Blog Credo

The whole aim of practical politics is to keep the populace alarmed (and hence clamorous to be led to safety) by menacing it with an endless series of hobgoblins, all of them imaginary.

H.L. Mencken

Friday, December 6, 2013

Close Enough

Less than 24 hours and we have Rick "Santorum" comparing the fight to free a people and a nation from the moral stain of apartheid to the GOP's struggle to prevent Americans from buying affordable health insurance.

I made the mistake of wandering into the Yahoo! comments section below the story of Mandela's death.  It was vile.  Mandela was a terrorist!  Except he wasn't a "terrorist" so much as he was an insurgent.  While there were terrorists within the ANC, Mandela focused his resistance to sabotage more than violence and violence was focused on governmental facilities.

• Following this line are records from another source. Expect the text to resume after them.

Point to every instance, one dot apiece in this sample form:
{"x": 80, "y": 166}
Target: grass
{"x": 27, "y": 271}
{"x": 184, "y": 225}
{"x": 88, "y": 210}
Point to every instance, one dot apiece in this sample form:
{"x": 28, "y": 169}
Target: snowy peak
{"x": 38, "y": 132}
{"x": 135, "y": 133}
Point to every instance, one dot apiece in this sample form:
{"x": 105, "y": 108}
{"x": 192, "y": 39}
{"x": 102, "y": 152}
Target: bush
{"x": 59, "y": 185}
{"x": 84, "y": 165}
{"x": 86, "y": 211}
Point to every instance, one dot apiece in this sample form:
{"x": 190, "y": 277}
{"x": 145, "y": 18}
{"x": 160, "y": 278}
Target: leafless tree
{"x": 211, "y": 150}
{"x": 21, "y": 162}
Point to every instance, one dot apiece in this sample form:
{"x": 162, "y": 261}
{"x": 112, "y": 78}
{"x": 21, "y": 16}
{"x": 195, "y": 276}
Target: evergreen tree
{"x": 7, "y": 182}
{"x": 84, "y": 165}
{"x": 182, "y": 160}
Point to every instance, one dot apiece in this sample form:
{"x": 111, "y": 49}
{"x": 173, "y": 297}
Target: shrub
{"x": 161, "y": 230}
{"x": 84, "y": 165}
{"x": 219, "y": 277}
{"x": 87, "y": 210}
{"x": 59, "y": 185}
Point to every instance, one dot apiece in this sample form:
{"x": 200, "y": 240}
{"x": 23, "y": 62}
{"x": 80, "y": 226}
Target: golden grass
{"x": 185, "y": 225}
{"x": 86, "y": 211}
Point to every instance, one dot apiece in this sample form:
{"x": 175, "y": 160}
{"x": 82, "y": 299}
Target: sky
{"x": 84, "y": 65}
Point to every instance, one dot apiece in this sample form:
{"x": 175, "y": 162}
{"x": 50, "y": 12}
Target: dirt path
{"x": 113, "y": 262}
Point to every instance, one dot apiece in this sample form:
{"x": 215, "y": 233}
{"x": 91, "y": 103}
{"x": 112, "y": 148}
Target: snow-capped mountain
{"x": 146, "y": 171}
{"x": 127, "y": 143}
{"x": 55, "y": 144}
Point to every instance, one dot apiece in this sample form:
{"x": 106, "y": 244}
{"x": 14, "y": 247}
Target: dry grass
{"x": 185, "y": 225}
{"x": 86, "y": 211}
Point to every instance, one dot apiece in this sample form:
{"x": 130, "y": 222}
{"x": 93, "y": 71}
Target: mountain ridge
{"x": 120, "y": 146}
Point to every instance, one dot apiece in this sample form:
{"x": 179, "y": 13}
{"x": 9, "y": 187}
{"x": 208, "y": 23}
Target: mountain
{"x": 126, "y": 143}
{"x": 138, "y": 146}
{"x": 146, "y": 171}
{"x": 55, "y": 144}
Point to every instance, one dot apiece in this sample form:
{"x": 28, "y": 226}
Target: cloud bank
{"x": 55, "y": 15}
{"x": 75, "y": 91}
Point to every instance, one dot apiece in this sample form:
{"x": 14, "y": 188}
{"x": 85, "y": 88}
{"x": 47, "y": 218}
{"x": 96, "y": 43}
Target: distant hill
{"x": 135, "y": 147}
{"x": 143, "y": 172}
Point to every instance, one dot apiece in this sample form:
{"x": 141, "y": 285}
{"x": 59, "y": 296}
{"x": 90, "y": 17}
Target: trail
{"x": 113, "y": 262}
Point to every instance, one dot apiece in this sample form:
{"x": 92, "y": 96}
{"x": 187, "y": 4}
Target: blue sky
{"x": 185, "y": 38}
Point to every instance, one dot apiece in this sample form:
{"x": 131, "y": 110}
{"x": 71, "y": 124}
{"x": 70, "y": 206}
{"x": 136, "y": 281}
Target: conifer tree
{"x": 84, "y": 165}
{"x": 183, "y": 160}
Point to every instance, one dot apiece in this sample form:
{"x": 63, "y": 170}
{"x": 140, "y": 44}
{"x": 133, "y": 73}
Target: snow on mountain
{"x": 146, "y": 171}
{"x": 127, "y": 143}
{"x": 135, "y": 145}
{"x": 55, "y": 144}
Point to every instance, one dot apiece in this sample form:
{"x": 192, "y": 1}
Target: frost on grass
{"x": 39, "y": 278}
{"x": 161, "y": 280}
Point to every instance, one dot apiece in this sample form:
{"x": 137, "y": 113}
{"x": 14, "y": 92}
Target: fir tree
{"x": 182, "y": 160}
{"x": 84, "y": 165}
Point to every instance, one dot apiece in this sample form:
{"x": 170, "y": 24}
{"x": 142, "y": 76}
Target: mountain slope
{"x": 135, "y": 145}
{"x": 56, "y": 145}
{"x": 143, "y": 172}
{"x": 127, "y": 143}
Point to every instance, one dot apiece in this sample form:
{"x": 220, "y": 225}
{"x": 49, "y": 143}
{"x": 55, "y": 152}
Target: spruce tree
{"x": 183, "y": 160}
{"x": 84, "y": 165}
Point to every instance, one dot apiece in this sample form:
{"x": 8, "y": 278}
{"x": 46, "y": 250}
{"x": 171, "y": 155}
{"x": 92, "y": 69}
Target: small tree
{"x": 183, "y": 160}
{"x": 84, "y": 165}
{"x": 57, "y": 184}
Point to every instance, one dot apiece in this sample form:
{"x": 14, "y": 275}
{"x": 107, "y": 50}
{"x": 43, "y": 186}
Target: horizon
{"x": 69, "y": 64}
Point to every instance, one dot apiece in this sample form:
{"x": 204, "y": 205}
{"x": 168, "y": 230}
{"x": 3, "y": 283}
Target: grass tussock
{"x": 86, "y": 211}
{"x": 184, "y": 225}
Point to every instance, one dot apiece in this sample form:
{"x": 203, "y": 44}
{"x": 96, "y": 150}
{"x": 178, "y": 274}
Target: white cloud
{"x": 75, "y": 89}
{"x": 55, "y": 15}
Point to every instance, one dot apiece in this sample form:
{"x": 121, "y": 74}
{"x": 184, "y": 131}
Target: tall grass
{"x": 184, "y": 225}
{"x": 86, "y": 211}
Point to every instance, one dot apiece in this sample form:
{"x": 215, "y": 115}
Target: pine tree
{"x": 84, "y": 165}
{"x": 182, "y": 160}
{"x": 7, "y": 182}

But Reagan and Jesse Helms thought he was a terrorist - probably because he was once a Marxist and because, you know...

Mandela's struggle against apartheid can be dismissed by these ignorant yabos, because they don't seem to understand the brutality of Sharpesville, or any of the daily acts of violence that occurred under the apartheid regime.  What has always been Mandela's moral power has been how he transcended the treatment he received at the hands of the state.

Moral transcendence is incredibly rare.  I remember reading how Warrick Dunn came to know and regularly visit the man who killed his mother.

I can't begin to imagine what sort of strength that must take.

But those who dismiss Mandela as a "terrorist" don't even want to try.